BACKGROUND: Despite the success of total hip arthroplasty (THA), some patients experience persistent pain and poor function after surgery. Predictors of poor outcomes include the presence of significant pre- and postoperative pain. Patients undergoing THA often experience severe, longstanding pain before surgery that may compromise the outcome of the procedure.

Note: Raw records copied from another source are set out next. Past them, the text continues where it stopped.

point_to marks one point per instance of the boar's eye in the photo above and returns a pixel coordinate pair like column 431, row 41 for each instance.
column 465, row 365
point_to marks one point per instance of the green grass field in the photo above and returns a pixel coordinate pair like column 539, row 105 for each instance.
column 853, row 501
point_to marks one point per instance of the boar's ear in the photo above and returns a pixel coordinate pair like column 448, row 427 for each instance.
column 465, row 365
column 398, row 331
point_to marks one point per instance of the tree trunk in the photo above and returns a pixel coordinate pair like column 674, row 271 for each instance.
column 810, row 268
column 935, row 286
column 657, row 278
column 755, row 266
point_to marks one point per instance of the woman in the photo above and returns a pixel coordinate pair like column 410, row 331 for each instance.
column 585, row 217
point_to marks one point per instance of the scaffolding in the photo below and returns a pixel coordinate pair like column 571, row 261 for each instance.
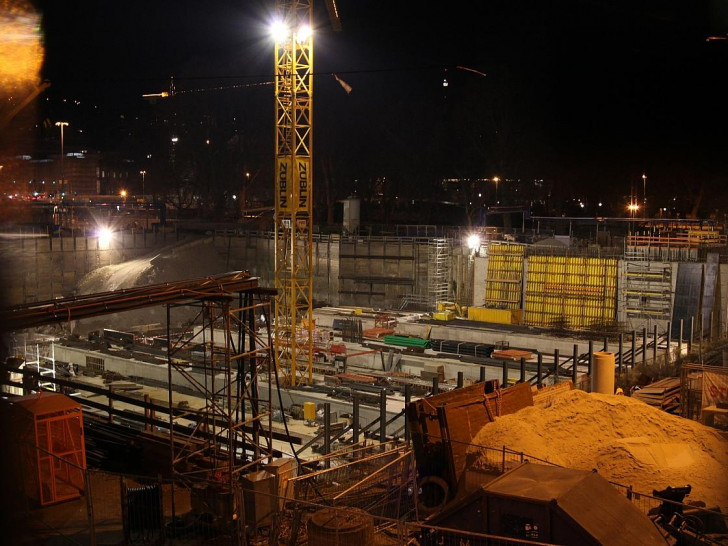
column 646, row 290
column 232, row 432
column 438, row 271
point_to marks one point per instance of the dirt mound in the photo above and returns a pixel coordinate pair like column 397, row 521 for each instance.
column 625, row 440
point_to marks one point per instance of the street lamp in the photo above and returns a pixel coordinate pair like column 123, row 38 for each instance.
column 62, row 124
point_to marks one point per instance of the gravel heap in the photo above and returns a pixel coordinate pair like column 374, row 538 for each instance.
column 624, row 439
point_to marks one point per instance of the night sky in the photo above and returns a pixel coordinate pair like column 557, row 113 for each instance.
column 587, row 93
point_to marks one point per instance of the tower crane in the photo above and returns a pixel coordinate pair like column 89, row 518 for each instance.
column 293, row 220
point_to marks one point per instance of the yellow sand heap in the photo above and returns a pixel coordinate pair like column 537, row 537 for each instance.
column 625, row 440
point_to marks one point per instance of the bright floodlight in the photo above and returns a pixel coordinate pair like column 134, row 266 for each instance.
column 473, row 242
column 304, row 33
column 104, row 237
column 279, row 31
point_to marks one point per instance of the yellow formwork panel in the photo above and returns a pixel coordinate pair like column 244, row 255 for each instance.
column 570, row 292
column 498, row 316
column 504, row 280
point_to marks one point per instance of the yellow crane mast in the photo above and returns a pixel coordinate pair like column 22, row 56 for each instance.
column 293, row 327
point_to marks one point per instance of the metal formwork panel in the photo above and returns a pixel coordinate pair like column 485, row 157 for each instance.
column 571, row 292
column 504, row 281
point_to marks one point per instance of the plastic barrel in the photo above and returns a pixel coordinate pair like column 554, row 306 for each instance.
column 309, row 411
column 602, row 376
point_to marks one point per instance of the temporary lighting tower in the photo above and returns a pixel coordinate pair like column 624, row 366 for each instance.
column 294, row 323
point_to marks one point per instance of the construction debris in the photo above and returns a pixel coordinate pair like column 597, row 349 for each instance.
column 663, row 394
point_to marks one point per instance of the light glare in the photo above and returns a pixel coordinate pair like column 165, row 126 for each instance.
column 473, row 241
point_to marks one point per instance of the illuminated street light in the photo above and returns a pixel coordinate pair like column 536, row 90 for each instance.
column 63, row 124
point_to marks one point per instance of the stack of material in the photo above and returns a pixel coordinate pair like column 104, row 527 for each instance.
column 377, row 333
column 663, row 394
column 511, row 354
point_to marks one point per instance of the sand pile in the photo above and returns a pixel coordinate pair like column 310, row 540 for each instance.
column 182, row 261
column 625, row 440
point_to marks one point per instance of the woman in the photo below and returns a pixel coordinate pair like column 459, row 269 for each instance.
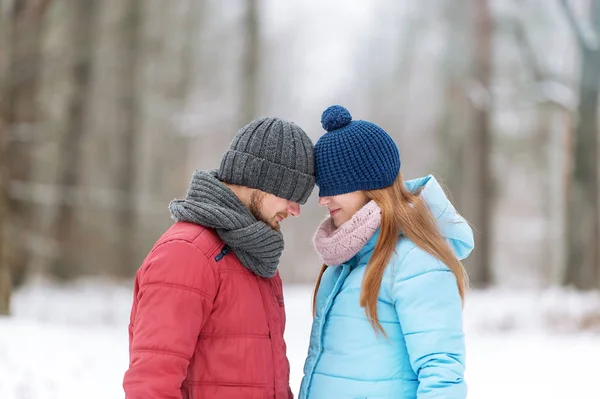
column 388, row 301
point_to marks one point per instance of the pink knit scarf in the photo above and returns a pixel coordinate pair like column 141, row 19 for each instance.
column 336, row 246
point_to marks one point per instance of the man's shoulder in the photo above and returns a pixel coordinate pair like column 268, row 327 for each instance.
column 204, row 238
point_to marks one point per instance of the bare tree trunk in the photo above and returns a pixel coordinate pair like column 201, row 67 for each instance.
column 583, row 213
column 583, row 267
column 126, row 215
column 250, row 64
column 82, row 25
column 479, row 172
column 21, row 110
column 465, row 129
column 5, row 275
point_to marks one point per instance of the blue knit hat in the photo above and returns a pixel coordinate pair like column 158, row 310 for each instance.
column 353, row 155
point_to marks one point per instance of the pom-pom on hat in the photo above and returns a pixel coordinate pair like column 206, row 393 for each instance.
column 353, row 155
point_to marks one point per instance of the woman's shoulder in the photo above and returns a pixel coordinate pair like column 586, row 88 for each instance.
column 410, row 261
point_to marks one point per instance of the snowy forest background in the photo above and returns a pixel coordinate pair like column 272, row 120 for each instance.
column 107, row 107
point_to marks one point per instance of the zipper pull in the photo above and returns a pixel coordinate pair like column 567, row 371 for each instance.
column 223, row 252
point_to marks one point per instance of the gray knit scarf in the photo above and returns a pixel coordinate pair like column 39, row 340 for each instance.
column 212, row 204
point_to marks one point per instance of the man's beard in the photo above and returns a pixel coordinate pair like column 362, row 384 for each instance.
column 256, row 199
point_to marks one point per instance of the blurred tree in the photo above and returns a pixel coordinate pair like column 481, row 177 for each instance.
column 481, row 152
column 129, row 129
column 465, row 133
column 250, row 106
column 583, row 212
column 23, row 27
column 82, row 27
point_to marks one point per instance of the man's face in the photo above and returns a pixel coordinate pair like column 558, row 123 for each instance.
column 271, row 209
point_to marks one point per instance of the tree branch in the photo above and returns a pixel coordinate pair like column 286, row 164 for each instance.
column 587, row 41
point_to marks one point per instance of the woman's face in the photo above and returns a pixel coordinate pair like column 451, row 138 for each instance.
column 342, row 207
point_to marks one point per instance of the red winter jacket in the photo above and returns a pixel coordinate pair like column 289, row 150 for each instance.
column 203, row 326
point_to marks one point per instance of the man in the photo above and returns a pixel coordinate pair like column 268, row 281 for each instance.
column 208, row 315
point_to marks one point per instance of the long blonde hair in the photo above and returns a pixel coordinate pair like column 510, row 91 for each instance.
column 403, row 212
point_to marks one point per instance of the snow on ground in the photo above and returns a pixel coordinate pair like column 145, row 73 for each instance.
column 71, row 342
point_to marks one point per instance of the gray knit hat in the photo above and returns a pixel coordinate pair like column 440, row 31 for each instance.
column 272, row 155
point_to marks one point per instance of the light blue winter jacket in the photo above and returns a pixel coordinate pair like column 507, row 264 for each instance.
column 419, row 308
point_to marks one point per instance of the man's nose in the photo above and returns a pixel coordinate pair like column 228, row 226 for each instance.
column 294, row 208
column 324, row 201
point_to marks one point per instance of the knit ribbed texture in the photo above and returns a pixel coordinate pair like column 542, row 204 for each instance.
column 212, row 204
column 353, row 155
column 336, row 246
column 272, row 155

OBJECTIVES: To evaluate the effects of administering pregabalin and celecoxib for two weeks before and three weeks after THA in patients with moderate to severe pain before surgery. The aim was to determine whether patients with well-controlled pain both before surgery and in the acute postoperative period experience less pain and better physical function six weeks after THA.
METHODS: A randomized, double-blinded, placebo-controlled pilot study was conducted. Group 1 received pregabalin (75 mg twice per day) and celecoxib (100 mg twice per day) for 14 days before THA and for three weeks after discharge. Group 2 received a placebo for the same duration. All patients received pregabalin and celecoxib 2 h before surgery and while in the hospital.

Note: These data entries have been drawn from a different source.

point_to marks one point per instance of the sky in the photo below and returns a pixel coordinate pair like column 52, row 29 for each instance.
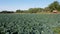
column 13, row 5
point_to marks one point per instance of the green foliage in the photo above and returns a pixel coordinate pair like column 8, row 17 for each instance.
column 19, row 11
column 54, row 6
column 28, row 23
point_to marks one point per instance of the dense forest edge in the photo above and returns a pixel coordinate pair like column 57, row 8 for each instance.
column 53, row 7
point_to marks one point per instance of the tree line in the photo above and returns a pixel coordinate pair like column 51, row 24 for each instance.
column 53, row 6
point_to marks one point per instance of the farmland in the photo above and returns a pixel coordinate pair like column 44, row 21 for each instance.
column 29, row 23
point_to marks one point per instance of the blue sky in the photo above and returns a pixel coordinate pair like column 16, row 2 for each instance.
column 23, row 4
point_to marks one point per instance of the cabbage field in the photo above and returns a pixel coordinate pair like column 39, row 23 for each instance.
column 29, row 23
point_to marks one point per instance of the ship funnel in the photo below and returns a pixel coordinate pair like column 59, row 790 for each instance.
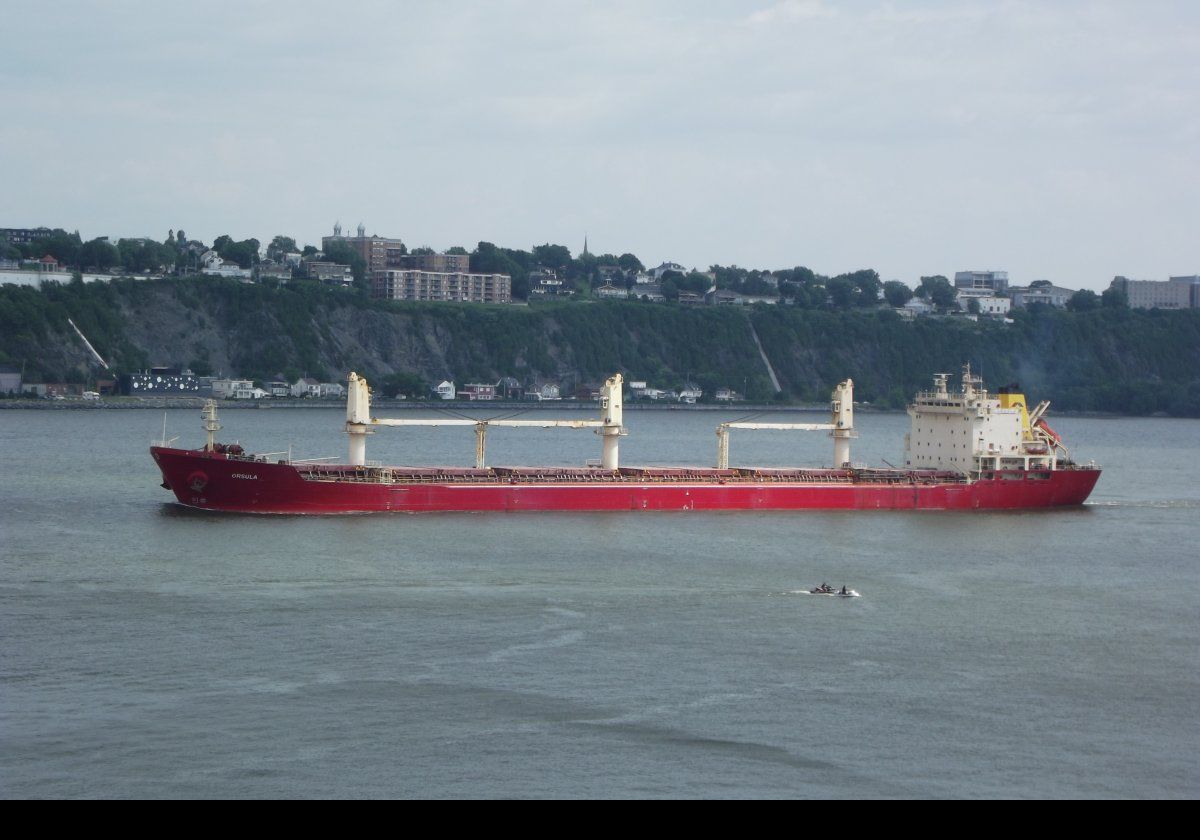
column 612, row 430
column 358, row 418
column 843, row 420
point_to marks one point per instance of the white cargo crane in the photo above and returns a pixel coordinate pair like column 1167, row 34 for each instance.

RESULTS: On the morning of surgery, patients in group 1 reported less pain at rest (mean [± SD] pain intensity measured on a visual analogue scale [VAS] 2.1±1.4) compared with group 2 (3.3±1.9; P=0.04). Patients in group 1 experienced less pain 3 h to 4 h postoperation (P<0.001). There was no difference in morphine consumption between the two groups. Six weeks after THA, movement-evoked pain was lower in group 1 (VAS 0.8±0.6) compared with group 2 (VAS 2.0±1.3; P=0.01). Group 1 reported better physical function, measured using the Western Ontario and McMaster University Osteoarthritis Index questionnaire score (P=0.04). There was no significant difference in 6 min walk test performance between the two groups.
CONCLUSION: Intensive pain control with pregabalin and celecoxib improves pain and physical function after THA.